High Performance Cache Replacement Using Re-Reference Interval Prediction
- Hide Paper Summary
Link: https://dl.acm.org/citation.cfm?id=1815971
Year: ISCA 2010
Keyword: RRIP; Cache Replacement; LRU
This paper proposes RRIP, a machanism for determining whether a cache line should be replaced by predicting the interval from the current time till its next reference. The motivation for RRIP is locality anomaly, which is not uncommon for lower level caches, such as L2 and LLC. The classical Least Recently Used (LRU) algorithm works pretty well, sometimes approximating Belady’s optimal OPT algorithm, for access patterns that have high locality, which is particularly true for L1 cache. On L2 and LLC, LRU may not work well for three reasons. First, most of the locality has been filtered out by L1, and only those misses the L1 cache can be observed by L2 and LCC. This property violates the assumption of LRU that both a cache miss and cache hit imply accesses to the same line in the near future. Second, when the size of the working set is larger than the cache, cache thrashing can happen. The most typical example is accessing an array in a circular manner. All accesses will result in cache misses, because the LRU algorithm always selects array elements that are smaller for eviction, which are accessed earlier and hence are closer to the LRU position. The third reason is scan pattern, which accesses non-temporal blocks. Scan pattern also violates the assumption of LRU, because cache misses bring in data that will never be accessed in the near future. Overall speaking, LRU is not suitable for L2 and LLC caches as a replacement algorithm, as a consequence of different locality assumptions.
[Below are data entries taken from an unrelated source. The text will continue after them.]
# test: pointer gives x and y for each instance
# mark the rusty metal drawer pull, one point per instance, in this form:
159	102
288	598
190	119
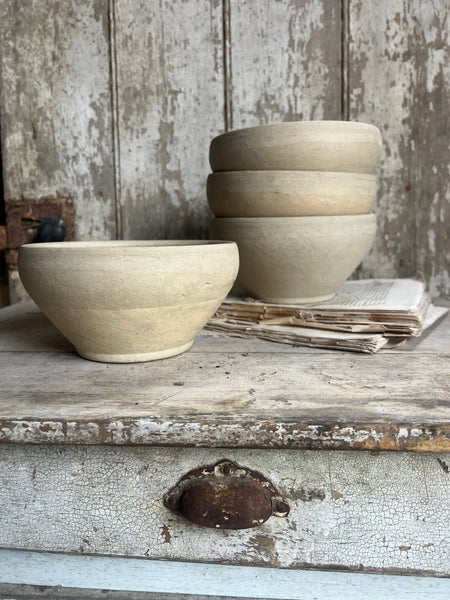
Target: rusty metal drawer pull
226	496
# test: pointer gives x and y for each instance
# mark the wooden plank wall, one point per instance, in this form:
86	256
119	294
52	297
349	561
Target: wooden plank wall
114	102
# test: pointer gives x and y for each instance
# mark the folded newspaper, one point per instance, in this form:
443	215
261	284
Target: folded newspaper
364	316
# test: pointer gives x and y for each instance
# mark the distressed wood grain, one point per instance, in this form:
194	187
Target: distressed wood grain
350	510
56	108
285	61
240	395
398	79
170	103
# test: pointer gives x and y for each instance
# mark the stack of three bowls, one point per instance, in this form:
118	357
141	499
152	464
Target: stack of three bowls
296	199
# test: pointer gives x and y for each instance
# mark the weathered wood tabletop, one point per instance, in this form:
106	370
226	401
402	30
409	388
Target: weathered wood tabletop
224	392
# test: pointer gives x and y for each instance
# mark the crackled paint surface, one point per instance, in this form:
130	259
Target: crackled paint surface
347	509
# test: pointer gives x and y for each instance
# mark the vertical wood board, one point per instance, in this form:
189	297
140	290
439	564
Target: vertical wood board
398	80
202	580
170	103
56	115
285	61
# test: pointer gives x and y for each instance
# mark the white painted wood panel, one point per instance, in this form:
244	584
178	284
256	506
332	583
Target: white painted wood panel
56	108
385	512
208	580
170	104
399	67
284	61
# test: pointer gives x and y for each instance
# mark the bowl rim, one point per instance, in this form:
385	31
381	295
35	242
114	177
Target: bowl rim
80	245
298	125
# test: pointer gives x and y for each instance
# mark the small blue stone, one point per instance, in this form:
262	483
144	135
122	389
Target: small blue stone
51	229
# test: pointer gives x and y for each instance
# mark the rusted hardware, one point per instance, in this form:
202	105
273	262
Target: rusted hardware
226	496
23	218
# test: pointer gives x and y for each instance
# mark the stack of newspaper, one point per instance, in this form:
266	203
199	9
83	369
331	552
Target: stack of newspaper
363	316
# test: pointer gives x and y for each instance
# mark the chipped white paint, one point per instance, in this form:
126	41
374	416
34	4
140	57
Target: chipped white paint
221	393
398	63
348	509
106	573
55	98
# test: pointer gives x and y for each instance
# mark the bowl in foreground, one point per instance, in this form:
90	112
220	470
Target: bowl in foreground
297	260
299	146
289	193
129	301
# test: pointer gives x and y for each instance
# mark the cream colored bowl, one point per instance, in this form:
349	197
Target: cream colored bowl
299	146
297	260
289	193
129	301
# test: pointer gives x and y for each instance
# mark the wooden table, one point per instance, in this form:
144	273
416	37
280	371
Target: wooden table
358	444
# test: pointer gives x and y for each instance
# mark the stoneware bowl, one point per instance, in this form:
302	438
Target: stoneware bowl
289	193
299	146
297	260
129	301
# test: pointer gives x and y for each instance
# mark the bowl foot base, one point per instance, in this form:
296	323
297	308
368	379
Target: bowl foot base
137	357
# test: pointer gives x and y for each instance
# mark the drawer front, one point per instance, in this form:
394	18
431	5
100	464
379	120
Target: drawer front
347	509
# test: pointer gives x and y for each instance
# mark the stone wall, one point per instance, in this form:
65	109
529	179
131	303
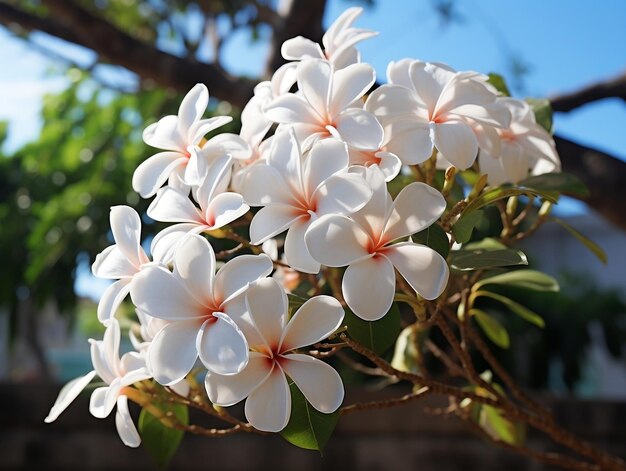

Cache replacement algorithms can be described using policies. Cache replacement policies define the state transition when particular events take place. For example, the insert policy defines the status of a loaded and perhaps existing cache blocks when a block is loaded. Similarly, the hit policy and miss policy define the transition of states when a cache block is hit and when a miss is signaled respectively. In LRU, the insert and hit policy both put the block at MRU position, which is the furthest possible position from LRU. The miss policy simply evicts the block at LRU position. As stated above, the LRU policy works sub-optimally for lower level caches, because the locality on these levels usually discourage predicting references for hit and inserted blocks as to be in the near future.
RRIP fixes LRU by predicting newly inserted cache blocks to be accessed in the long future, therefore prioritizing them for victim selection on cache misses. To implement the policy, each cache block is associated with an M-bit saturating counter. In the paper M is chosen to be two. A value of zero indicates the block is expected to be accessed in the near future. The larger the value is, the longer the predicted interval of future accesses will be, and hence the more likely the block will be chosen for victim selection. A newly inserted block will have a counter value of (2M - 2). On victim selection, the cache controller attempts to evict the block with counter value (2M - 1). If such a block does not exist, then the counters of all blocks are incremented by one, and the controller will repeat until it finds one. On a cache hit, the controller can either reset the counter of the hit block to zero immediately, demonstrating strong belief that the block will be accessed in the near future, or act less aggressively and only decrement the counter by one. The former is called Hit Priority (HP) and the latter Frequency Priority (FP). It is noted in the paper that RRIP-HP may harm performance, because cache lines that are only accessed once after being inserted is expected to stay in the cache for a long time, which may not be true. RRIP-HP, on the other hand, prioritize the eviction of cache blocks based on their reference frequency. The entire scheme is called Static RRIP (SRRIP), because decisions are made statically without run-time information.
SRRIP is scan-resistant as long as the scan length is within a certain bound. The bound is determined by the working set size, the cache size, and the width of the counter. For short scans, since cache blocks are inserted with expected long reference interval, they should also be evicted before the working set. For long scans, however, given that the aging mechanism works by incrementing the counter of cache blocks until the eligible one is found, performance will be adversely affected because both temproal and non-temporal lines will have the same predicted interval. Furthermore, if the re-reference interval is larger than the cache size, then SRRIP still causes cache thrashing. All accesses will miss the cache.
To solve the problem with SRRIP, the paper also proses Dynamic RRIP (DRRIP), which dynamically chooses between SRRIP and Bimodal RRIP (BRRIP). Bimodal RRIP inserts the majority of new blocks with re-reference interval of (2M - 1), and with small probablity with an interval of (2M - 2). BRRIP can yield better result compared with SRRIP, because it at least presevres part of the working set in the cache. Neither SRRIP nor BRRIP work well under all circumstances. In this regard, DRRIP uses a selector to choose the one that works better using run-time information. DRRIP uses set-dueling as an evaluation framework for both replacement algorithms. A subset of cache sets are dedicated to SRRIP, another to BRRIP, and the rest just follows the current better one. DRRIP maintains two sets of counters to record the performance of both. The one that has better performance will be adopted for the follower sets.